Não vale a pena referir em detalhe as vicissitudes que conduziram à constituição de dois estados (Índia e Paquistão) por ocasião da independência da Índia em 1947. Mas é importante referir quais os nomes das regiões desejadas para a constituição do Paquistão, um nome composto artificialmente em 1931. Incluíam o P de Pundjabe, o A de Afegânia (uma outra designação para os territórios da fronteira do Noroeste), o K de Kashmir (Caxemira), o S de Sindh e o TAN como terminação de Baluchistão.
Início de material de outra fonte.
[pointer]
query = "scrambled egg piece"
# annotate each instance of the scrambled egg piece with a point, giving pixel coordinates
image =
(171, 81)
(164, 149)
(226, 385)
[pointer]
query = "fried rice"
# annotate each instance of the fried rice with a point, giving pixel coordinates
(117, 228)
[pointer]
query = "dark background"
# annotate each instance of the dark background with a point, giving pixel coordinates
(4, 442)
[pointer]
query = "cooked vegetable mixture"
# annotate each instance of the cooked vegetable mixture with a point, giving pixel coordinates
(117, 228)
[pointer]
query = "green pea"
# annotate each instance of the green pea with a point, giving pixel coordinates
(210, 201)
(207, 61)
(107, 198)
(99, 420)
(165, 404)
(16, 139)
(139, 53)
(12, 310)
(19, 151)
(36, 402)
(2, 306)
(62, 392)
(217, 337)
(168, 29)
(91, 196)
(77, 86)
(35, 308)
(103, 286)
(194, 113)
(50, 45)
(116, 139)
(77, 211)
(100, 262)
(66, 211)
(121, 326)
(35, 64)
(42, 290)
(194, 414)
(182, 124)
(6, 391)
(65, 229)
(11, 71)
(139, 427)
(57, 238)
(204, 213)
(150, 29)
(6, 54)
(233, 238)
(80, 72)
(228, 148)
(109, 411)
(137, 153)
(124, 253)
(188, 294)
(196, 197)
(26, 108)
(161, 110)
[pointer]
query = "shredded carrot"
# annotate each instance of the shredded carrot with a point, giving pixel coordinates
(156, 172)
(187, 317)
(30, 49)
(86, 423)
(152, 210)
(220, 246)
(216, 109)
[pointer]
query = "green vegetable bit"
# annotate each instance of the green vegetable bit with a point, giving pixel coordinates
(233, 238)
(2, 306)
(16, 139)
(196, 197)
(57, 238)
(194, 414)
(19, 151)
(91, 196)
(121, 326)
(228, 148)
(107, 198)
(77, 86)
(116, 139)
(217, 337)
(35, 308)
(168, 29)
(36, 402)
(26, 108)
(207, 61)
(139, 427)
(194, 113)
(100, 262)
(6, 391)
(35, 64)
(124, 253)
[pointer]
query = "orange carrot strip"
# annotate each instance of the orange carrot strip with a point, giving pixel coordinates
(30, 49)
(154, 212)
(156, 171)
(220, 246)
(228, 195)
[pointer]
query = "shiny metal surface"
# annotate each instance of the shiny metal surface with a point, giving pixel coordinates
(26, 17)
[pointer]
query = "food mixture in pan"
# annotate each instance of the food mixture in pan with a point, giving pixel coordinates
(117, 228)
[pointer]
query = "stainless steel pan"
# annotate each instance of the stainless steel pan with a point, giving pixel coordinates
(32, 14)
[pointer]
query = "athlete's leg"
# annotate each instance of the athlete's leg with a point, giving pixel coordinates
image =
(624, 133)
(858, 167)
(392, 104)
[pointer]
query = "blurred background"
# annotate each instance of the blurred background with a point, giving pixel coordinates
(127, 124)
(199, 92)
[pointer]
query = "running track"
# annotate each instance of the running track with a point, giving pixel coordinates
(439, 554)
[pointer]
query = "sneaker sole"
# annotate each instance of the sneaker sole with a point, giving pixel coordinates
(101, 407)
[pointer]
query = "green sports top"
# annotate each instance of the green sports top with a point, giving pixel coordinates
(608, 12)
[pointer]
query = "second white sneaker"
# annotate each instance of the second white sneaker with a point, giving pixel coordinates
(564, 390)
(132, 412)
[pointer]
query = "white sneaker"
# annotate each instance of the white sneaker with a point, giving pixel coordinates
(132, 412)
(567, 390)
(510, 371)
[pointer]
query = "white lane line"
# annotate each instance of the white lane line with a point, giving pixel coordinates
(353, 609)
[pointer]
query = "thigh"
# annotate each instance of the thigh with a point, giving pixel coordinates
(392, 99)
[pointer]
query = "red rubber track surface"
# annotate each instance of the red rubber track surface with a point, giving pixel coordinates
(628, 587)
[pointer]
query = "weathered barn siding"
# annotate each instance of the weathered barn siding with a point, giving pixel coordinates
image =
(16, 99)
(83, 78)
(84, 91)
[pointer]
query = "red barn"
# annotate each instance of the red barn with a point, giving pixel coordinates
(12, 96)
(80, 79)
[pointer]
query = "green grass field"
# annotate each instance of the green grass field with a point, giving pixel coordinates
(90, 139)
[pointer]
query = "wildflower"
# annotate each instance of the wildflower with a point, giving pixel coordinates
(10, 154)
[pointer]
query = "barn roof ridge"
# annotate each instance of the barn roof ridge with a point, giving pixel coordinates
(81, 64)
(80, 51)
De P-A-K-S-TAN chegou-se ao nome Paquistão.

Toda esta engraçada construção esconde o facto de que a esmagadora maioria (cerca de 5/6) de toda a população paquistanesa actual se concentrar ao longo do vale do Indo e dos seus afluentes, no Pundjabe e no Sindh. E que as forças dominantes do extremismo islâmico – os apoiantes dos taliban – dentro do Paquistão se recrutam sobretudo dentro da minoria paquistanesa culturalmente aparentada com o outro lado da fronteira, com os fluxos de pessoas, bens e ideias ampliados pelas comunidades de refugiados que se estabeleceram no Paquistão depois da invasão soviética do Afeganistão de 1979.

O Paquistão pode ser analisado como uma espécie de deus Janus, onde a essa face que se vira para Ocidente e para o Afeganistão, se junta uma outra, provavelmente maior e mais importante que se vira para Oriente e para o grande vizinho indiano, o inimigo que, apenas por existir, é uma ameaça. O presidente paquistanês, Pervez Musharraf, é geneticamente um exemplar dessa outra face de Janus, pois nasceu em Nova Deli, capital da Índia actual, e é filho de refugiados muçulmanos que abandonaram a Índia depois da independência de 1947*.
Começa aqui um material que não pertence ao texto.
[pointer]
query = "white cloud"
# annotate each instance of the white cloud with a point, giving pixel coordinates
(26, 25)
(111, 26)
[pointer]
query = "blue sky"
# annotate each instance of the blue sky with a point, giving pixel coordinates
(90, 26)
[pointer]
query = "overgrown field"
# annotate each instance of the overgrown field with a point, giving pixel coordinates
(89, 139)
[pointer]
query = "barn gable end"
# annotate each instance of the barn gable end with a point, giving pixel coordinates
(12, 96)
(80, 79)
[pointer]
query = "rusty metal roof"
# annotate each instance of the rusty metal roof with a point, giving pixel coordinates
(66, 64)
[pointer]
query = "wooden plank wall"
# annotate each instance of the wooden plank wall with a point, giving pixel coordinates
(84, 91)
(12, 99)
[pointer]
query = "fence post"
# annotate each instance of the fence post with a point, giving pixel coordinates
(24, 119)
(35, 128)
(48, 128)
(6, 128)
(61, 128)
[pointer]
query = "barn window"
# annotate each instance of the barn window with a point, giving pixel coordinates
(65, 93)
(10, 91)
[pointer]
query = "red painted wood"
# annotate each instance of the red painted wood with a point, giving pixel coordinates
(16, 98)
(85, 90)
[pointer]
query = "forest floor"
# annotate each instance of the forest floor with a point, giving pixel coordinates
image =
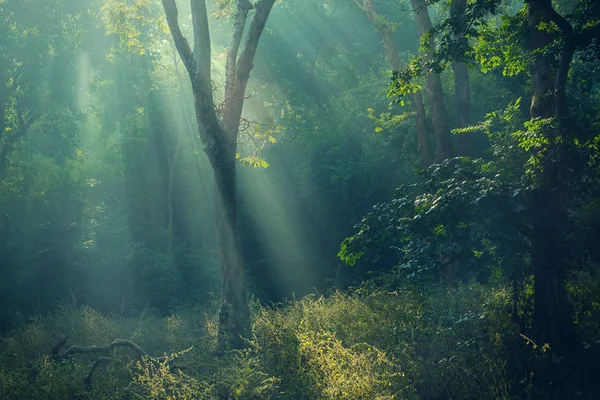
(368, 343)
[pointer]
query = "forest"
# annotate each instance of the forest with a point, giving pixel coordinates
(299, 199)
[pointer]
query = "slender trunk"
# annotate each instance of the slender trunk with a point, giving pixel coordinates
(461, 82)
(416, 98)
(391, 52)
(3, 140)
(219, 141)
(234, 313)
(435, 92)
(550, 254)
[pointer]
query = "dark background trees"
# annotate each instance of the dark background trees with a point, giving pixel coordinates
(106, 188)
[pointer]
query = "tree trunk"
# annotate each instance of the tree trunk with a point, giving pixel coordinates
(416, 99)
(461, 83)
(219, 140)
(435, 92)
(234, 313)
(550, 254)
(391, 52)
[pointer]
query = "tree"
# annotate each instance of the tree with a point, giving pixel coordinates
(462, 93)
(386, 30)
(435, 92)
(218, 131)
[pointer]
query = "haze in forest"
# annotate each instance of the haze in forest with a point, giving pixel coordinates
(328, 199)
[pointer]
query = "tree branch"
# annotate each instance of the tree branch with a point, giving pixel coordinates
(75, 349)
(243, 7)
(181, 43)
(244, 64)
(201, 39)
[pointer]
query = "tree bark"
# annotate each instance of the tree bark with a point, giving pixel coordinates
(393, 58)
(550, 254)
(435, 92)
(461, 82)
(219, 140)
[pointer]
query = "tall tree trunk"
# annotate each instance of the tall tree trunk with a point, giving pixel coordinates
(550, 254)
(219, 140)
(461, 82)
(435, 92)
(391, 52)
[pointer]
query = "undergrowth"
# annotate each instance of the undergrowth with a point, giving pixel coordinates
(370, 343)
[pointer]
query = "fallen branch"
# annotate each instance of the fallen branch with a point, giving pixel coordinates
(75, 349)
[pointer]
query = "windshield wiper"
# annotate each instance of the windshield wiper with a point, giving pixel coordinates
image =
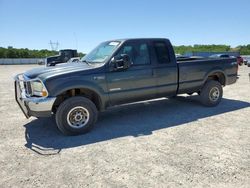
(87, 62)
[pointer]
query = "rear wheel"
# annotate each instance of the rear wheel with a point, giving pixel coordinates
(76, 115)
(211, 93)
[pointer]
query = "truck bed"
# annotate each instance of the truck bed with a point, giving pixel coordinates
(193, 71)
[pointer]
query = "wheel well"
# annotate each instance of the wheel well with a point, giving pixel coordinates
(218, 76)
(91, 95)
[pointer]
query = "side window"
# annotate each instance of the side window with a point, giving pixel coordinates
(137, 51)
(162, 52)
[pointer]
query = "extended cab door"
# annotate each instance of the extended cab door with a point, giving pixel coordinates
(165, 68)
(137, 82)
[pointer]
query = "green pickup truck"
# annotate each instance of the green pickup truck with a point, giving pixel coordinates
(118, 72)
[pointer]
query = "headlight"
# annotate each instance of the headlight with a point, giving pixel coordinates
(38, 88)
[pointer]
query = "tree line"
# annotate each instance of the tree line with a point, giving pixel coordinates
(11, 52)
(243, 49)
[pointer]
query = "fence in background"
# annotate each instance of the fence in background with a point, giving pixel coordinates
(19, 61)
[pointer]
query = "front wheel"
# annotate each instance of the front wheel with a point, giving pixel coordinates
(211, 93)
(76, 115)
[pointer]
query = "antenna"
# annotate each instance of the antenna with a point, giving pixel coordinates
(54, 45)
(76, 40)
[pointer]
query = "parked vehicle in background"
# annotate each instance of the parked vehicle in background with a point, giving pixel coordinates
(63, 57)
(118, 72)
(240, 60)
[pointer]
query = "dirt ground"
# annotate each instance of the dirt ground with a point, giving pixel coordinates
(158, 143)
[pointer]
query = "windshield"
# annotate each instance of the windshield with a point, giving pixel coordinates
(101, 53)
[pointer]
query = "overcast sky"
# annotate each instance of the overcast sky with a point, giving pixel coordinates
(84, 24)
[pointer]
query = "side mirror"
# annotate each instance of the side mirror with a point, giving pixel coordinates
(120, 62)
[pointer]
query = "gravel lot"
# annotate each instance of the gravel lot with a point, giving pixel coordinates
(160, 143)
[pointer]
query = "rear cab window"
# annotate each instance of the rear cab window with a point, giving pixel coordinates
(161, 52)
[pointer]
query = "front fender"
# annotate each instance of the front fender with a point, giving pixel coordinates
(59, 86)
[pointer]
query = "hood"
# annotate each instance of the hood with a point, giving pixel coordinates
(59, 69)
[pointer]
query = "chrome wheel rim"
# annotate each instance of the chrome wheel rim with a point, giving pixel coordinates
(78, 117)
(214, 94)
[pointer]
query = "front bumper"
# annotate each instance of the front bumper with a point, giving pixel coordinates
(32, 106)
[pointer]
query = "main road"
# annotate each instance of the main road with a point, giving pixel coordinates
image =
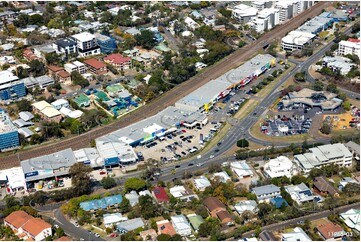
(170, 97)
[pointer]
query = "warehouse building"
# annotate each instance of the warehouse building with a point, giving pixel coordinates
(206, 96)
(324, 155)
(48, 166)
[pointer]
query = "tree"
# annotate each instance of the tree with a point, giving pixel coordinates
(146, 39)
(80, 178)
(318, 86)
(78, 79)
(326, 128)
(242, 143)
(108, 182)
(134, 183)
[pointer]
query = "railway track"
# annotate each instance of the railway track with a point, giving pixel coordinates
(170, 97)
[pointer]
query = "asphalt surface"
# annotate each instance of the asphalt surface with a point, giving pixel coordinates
(287, 223)
(170, 97)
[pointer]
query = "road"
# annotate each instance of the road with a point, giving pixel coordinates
(287, 223)
(170, 97)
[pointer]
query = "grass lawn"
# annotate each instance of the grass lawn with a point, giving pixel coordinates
(256, 132)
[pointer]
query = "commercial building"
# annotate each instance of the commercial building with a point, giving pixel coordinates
(297, 235)
(324, 155)
(9, 137)
(323, 99)
(266, 192)
(352, 219)
(248, 205)
(48, 166)
(338, 63)
(297, 40)
(114, 153)
(86, 44)
(11, 88)
(27, 227)
(206, 96)
(278, 167)
(47, 112)
(119, 61)
(351, 46)
(96, 67)
(302, 194)
(244, 13)
(42, 81)
(181, 225)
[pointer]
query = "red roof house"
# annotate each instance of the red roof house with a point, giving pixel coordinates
(160, 194)
(95, 66)
(119, 61)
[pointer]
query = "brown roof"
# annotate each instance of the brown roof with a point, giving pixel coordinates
(63, 238)
(55, 68)
(323, 185)
(35, 226)
(63, 74)
(330, 229)
(18, 218)
(165, 227)
(213, 203)
(224, 215)
(95, 63)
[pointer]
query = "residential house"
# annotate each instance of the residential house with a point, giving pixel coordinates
(160, 195)
(165, 227)
(330, 231)
(27, 227)
(130, 225)
(133, 198)
(267, 236)
(323, 187)
(222, 176)
(111, 219)
(182, 193)
(119, 61)
(148, 235)
(195, 221)
(302, 194)
(241, 169)
(201, 183)
(248, 205)
(266, 192)
(352, 219)
(278, 167)
(47, 112)
(96, 67)
(218, 210)
(297, 235)
(345, 181)
(181, 225)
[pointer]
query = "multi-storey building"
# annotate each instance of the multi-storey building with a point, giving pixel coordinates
(10, 86)
(9, 137)
(86, 44)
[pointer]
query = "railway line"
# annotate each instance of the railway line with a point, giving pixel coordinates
(170, 97)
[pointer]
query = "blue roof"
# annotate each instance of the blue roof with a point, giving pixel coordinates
(101, 203)
(278, 201)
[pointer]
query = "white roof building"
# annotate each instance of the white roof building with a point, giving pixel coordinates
(249, 205)
(181, 225)
(241, 169)
(297, 235)
(201, 183)
(278, 167)
(223, 176)
(296, 40)
(352, 219)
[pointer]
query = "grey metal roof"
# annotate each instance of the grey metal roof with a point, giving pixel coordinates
(265, 189)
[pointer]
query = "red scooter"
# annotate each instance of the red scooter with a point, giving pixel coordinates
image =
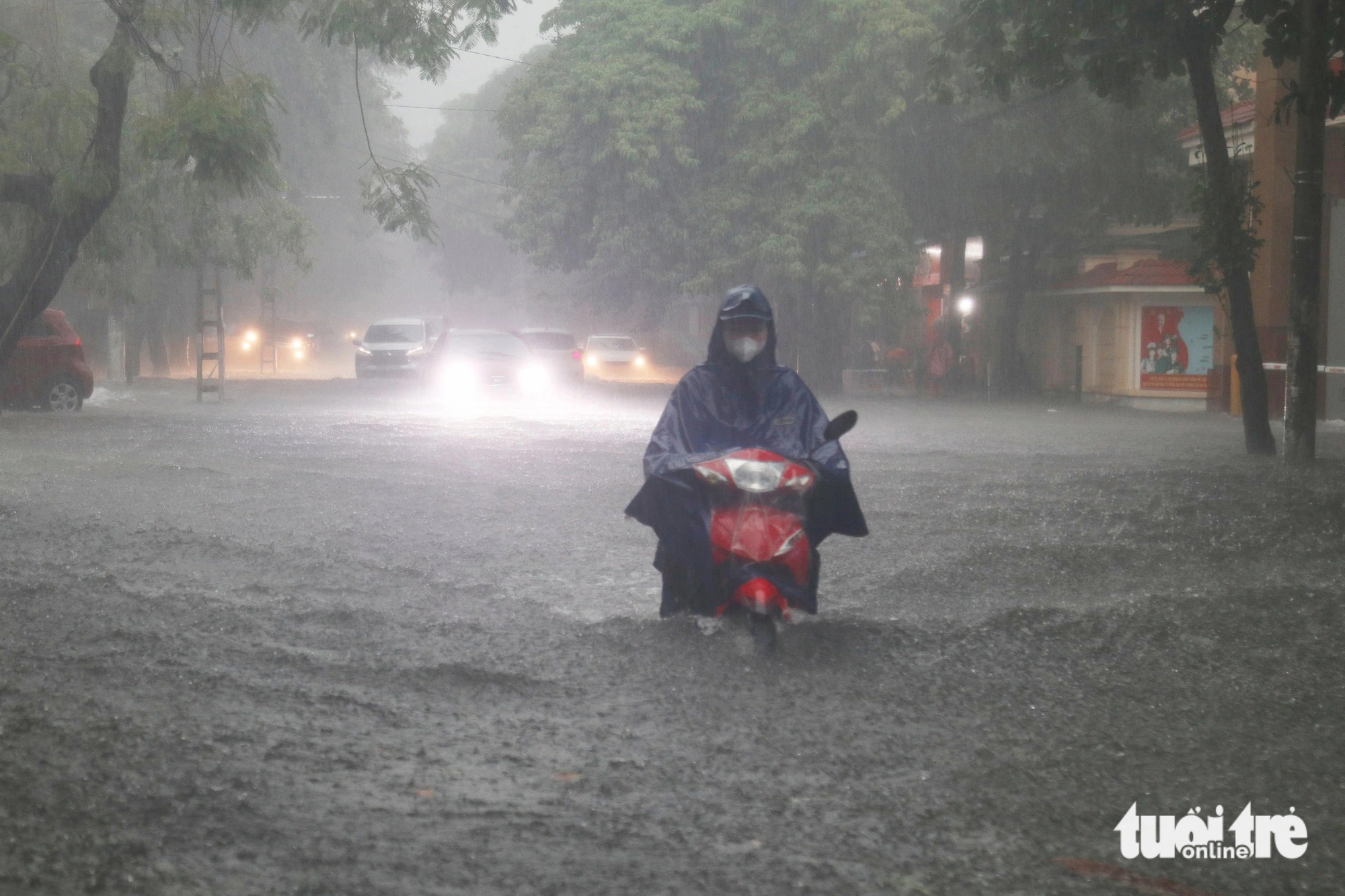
(758, 530)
A fragilidade intrínseca do Paquistão é que, devido aos acontecimentos associados ao seu nascimento, sem o Islão não parece ter razão de ser. Mas o Islão extremado que é protagonizado por aquela quinta coluna de pashtuns e baluches (os parentes dos afegãos) está a corroer internamente o país, num processo que – salvaguardando as seguranças associadas à posse do material nuclear – não desagradará de todo à Índia que poderá satelizar mais facilmente os seus vizinhos quanto mais frágeis estejam, como acontece com o Sri Lanka ou o Bangladesh.

Estruturalmente, é quase instintivo que qualquer militar não se disponha (e até se oponha) a ceder qualquer parcela do que se considera ser o seu território nacional. Musharraf é um político, mas também é um militar de formação. Historicamente, entre os militares, apenas recordo de Gaulle que tenha conseguido (apesar de terrivelmente criticado…) ter a ousadia e lucidez de sacrificar território nacional (a Argélia) em favor da coesão nacional. Mas essa será uma hipótese (a da secessão) que Musharraf terá de vir forçosamente a equacionar – seja desencadeada por si ou não…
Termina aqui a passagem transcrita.